Die Geodäsie, also die Wissenschaft der Vermessung, Abbildung und Darstellung der Erde, vereint viele Disziplinen und begegnet uns regelmäßig im Alltag. Ob GPS, Navigationssysteme, Google Maps oder autonomes Fahren – während des Aktionstages konnten die Schülerinnen und Schüler gemeinsam mit ihren Lehrkräften hautnah erleben, was sich genau hinter den Begriffen verbirgt, wo die Daten dafür herkommen und welches Studium beziehungsweise welche Ausbildung man für die Arbeit damit benötigt.

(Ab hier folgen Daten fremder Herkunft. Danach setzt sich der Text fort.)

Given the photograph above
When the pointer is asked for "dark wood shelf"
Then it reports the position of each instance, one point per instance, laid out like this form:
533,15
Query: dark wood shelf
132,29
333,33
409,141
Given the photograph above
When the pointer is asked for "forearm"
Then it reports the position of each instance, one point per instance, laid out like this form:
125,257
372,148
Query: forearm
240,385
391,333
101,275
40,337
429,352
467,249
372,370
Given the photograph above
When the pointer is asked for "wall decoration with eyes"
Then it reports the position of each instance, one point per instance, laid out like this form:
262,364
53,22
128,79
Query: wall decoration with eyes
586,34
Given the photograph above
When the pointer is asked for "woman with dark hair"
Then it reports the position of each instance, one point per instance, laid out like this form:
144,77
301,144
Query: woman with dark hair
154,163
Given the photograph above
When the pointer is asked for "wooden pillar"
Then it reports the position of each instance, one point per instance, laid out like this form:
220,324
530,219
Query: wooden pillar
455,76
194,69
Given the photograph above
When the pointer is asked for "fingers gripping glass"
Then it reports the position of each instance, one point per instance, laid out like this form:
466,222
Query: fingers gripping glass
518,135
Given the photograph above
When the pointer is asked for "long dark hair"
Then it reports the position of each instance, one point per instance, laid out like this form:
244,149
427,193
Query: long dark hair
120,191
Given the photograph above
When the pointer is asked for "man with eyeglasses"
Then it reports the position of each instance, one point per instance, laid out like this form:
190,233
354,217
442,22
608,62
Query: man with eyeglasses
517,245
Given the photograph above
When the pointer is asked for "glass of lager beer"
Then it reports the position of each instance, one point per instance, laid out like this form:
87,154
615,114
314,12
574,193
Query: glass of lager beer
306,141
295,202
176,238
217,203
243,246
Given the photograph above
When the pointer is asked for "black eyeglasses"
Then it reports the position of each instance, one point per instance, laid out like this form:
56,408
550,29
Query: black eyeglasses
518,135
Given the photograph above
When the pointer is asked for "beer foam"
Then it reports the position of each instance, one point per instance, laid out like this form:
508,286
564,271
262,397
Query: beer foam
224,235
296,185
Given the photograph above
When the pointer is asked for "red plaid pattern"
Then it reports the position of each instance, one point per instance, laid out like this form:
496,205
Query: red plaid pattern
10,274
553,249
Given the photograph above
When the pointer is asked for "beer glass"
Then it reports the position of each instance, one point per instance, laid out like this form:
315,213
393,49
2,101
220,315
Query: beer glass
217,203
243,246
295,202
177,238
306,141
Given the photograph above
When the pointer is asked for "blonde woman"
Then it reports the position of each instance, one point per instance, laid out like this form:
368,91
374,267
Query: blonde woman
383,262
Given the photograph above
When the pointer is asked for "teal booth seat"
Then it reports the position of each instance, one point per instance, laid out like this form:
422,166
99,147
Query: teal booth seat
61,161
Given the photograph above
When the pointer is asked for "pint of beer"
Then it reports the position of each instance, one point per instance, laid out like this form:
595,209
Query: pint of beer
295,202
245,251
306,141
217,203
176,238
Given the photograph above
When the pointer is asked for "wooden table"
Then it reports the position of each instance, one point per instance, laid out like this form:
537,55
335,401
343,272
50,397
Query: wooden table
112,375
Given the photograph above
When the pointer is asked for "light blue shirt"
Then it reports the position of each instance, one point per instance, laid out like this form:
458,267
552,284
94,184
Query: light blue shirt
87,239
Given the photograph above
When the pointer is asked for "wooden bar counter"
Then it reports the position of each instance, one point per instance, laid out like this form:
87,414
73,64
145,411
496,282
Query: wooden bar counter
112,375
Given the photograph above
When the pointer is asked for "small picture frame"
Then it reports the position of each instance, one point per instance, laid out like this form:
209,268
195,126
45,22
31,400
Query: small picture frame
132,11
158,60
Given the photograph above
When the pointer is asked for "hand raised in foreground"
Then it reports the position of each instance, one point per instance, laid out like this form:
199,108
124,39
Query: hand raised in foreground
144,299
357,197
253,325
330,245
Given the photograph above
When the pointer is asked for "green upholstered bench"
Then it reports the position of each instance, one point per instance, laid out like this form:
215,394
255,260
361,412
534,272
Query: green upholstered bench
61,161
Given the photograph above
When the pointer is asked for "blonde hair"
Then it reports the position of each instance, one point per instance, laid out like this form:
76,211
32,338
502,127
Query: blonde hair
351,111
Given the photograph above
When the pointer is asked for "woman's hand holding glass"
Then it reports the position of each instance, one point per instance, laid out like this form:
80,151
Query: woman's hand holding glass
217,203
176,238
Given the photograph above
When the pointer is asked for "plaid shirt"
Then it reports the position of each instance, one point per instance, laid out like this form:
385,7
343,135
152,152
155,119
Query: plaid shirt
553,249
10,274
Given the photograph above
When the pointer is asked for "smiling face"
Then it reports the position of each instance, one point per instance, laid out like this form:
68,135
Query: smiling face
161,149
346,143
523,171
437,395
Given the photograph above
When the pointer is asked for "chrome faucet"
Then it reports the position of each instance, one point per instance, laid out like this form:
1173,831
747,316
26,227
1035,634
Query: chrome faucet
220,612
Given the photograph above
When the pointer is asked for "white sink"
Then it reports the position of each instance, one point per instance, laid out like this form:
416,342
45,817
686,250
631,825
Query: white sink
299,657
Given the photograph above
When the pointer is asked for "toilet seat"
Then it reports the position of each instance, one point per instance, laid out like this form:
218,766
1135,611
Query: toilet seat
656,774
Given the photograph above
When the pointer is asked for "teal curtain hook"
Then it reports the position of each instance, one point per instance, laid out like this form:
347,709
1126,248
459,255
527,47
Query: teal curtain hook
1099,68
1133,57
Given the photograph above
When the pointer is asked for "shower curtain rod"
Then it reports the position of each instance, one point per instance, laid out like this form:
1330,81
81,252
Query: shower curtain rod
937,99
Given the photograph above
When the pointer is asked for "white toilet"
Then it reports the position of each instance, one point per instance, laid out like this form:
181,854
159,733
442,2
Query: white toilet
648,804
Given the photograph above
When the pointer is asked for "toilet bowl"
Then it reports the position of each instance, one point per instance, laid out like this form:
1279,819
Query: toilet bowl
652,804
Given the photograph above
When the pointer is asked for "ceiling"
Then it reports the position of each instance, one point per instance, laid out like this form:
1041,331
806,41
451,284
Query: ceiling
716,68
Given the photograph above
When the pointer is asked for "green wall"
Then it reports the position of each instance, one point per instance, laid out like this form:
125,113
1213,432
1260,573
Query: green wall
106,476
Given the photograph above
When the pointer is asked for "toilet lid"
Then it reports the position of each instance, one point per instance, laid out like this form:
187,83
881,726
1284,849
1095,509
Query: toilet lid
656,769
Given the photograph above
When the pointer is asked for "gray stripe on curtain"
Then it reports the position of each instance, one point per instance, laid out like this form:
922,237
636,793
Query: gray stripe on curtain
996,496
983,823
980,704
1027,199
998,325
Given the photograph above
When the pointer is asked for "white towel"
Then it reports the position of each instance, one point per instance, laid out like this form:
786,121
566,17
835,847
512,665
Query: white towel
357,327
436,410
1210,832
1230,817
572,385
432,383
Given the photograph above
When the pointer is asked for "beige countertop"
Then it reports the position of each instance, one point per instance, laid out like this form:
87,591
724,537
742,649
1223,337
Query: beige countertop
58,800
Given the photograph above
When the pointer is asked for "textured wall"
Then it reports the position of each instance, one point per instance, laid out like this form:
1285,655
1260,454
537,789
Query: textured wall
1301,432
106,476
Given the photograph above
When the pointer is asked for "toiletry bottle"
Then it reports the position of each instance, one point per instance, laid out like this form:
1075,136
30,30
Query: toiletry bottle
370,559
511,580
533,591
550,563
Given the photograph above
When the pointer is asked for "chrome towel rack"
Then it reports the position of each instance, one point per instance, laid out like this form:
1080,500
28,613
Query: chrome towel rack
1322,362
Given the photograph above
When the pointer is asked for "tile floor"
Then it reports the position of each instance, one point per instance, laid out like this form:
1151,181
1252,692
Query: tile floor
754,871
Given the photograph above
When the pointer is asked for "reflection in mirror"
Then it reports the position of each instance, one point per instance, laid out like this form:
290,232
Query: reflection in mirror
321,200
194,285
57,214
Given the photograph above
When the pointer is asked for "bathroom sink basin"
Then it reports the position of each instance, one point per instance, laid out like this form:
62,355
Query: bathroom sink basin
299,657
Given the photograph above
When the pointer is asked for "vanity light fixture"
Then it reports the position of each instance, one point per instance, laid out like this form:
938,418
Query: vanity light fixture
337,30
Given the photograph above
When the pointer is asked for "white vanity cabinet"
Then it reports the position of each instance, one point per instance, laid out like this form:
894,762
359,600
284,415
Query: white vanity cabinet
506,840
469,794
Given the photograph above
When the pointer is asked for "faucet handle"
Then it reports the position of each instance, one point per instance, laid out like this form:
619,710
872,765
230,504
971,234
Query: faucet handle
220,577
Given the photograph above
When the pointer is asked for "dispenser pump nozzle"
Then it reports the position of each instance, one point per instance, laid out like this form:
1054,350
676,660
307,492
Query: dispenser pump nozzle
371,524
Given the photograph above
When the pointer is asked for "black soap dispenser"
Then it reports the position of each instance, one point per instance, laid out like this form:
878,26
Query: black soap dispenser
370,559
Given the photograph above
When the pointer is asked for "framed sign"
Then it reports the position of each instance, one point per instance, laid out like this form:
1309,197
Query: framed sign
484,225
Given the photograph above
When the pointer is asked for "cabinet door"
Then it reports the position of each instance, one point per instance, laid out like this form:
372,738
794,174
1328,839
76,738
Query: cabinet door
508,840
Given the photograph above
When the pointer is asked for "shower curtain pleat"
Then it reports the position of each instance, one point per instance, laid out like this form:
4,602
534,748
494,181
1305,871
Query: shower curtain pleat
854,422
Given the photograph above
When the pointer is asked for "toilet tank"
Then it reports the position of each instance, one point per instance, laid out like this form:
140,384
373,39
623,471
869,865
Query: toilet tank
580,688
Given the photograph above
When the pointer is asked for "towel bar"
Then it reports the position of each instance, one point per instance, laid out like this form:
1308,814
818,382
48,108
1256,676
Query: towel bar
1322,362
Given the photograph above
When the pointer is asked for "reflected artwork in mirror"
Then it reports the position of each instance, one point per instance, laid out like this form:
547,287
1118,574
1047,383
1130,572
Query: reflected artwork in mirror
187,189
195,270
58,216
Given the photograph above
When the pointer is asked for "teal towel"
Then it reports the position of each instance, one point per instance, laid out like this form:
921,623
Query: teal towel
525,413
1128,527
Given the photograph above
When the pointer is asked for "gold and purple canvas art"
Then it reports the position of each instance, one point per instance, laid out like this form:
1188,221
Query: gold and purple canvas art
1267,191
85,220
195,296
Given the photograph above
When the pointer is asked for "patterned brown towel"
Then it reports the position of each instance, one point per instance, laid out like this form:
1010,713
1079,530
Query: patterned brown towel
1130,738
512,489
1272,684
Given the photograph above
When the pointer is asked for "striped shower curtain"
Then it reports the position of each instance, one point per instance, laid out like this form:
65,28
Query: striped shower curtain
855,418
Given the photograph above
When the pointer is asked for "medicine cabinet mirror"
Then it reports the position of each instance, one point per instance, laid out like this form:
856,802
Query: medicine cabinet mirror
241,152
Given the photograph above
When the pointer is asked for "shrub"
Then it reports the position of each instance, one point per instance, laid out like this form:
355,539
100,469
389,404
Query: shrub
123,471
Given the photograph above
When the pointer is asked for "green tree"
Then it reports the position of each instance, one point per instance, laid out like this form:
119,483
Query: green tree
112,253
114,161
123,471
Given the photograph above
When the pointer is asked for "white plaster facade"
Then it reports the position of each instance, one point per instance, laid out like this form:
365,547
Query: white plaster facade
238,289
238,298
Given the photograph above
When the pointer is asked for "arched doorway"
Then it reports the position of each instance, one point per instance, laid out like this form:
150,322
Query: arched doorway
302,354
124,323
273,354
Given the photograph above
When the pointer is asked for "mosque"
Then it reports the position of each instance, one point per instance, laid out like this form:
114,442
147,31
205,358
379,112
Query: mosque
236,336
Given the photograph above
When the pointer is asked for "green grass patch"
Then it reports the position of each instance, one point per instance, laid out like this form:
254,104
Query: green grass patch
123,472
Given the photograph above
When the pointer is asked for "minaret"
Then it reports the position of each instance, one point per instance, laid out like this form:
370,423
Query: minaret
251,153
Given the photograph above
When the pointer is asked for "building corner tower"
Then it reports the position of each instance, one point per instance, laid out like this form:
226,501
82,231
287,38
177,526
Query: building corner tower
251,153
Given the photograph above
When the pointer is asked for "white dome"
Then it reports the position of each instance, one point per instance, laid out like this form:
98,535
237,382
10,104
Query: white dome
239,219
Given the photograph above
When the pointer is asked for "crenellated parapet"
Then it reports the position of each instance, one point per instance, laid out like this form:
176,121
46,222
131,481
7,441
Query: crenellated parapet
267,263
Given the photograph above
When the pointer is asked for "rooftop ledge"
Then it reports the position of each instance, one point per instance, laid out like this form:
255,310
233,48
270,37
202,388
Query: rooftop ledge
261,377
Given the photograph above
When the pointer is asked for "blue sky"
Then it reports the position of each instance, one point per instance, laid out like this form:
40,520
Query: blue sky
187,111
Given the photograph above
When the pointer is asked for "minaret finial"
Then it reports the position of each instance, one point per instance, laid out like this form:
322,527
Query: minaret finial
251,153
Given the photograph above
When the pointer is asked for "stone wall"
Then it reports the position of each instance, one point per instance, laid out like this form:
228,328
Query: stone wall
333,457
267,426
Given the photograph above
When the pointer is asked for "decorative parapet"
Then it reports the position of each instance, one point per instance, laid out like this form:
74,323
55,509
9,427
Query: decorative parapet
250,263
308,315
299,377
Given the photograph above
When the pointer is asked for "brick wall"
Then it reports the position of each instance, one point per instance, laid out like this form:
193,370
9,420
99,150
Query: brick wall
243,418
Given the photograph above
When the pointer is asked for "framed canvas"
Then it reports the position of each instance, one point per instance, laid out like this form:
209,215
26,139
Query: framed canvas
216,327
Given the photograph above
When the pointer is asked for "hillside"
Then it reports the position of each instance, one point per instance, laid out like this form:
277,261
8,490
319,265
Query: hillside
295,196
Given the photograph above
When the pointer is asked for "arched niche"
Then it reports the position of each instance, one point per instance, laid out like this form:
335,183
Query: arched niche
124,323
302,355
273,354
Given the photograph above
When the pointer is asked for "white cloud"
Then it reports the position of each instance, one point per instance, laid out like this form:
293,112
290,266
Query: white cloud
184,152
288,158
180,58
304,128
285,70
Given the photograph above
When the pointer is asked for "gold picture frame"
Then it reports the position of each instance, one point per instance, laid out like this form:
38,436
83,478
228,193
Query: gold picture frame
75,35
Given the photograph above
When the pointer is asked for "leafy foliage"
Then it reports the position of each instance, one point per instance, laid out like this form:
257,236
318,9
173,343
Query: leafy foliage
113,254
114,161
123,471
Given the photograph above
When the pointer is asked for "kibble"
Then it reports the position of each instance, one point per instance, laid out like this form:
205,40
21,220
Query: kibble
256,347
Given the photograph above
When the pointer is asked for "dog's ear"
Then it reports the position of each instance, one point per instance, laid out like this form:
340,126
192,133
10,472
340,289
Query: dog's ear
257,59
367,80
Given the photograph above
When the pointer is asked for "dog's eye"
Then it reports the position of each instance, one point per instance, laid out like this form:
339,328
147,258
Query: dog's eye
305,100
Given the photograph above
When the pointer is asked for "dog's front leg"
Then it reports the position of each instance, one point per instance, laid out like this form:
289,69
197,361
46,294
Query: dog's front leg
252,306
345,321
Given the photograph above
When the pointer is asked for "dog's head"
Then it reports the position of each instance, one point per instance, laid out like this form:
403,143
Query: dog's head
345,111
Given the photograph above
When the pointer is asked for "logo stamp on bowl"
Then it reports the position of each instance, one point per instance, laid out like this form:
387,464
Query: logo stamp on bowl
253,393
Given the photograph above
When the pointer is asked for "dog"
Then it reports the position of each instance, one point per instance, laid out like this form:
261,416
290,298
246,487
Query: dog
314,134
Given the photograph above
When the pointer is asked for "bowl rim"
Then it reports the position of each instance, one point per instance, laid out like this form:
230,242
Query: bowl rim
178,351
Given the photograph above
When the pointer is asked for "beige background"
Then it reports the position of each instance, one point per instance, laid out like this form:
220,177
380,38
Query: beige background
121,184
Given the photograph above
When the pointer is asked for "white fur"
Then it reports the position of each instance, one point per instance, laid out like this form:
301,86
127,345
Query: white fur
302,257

Die Jugendlichen hatten die Aufgabe, verschiedene Stationen zu absolvieren und Stempel zu sammeln. Dabei probierten sie an den Ständen verschiedene Techniken zur GPS- und Tachymeter-Messung sowie Bodenordnung aus und lernten die Funktionen einer Drohne kennen. Am Ende konnten sich die Schülerinnen und Schüler jeweils über eine Tasche mit einer kleinen Belohnung freuen.
Auch in diesem Jahr wurde das Amt für Ländliche Entwicklung Oberpfalz beim Aktionstag von mehreren Partnern unterstützt. Dazu gehörten das Amt für Digitalisierung, Breitband und Vermessung Weiden, das Landesamt für Digitalisierung, Breitband und Vermessung, das Ingenieurbüro Galileo IP sowie die OTH Amberg-Weiden. Über das Geschehen vor Ort informierten sich auch der Tirschenreuther Landrat Hubert Schicker, der Vizepräsident des Bayerischen Landtags Tobias Reiß sowie Tirschenreuths 1. Bürgermeister Hans-Peter Schärl.
Ziel des jährlichen Aktionstags ist es, die Berufsfelder im Bereich der Geodäsie, die von Fachleuten stark nachgefragt werden, den Schülerinnen und Schülern spielerisch näherzubringen und das Interesse am Beruf zu wecken.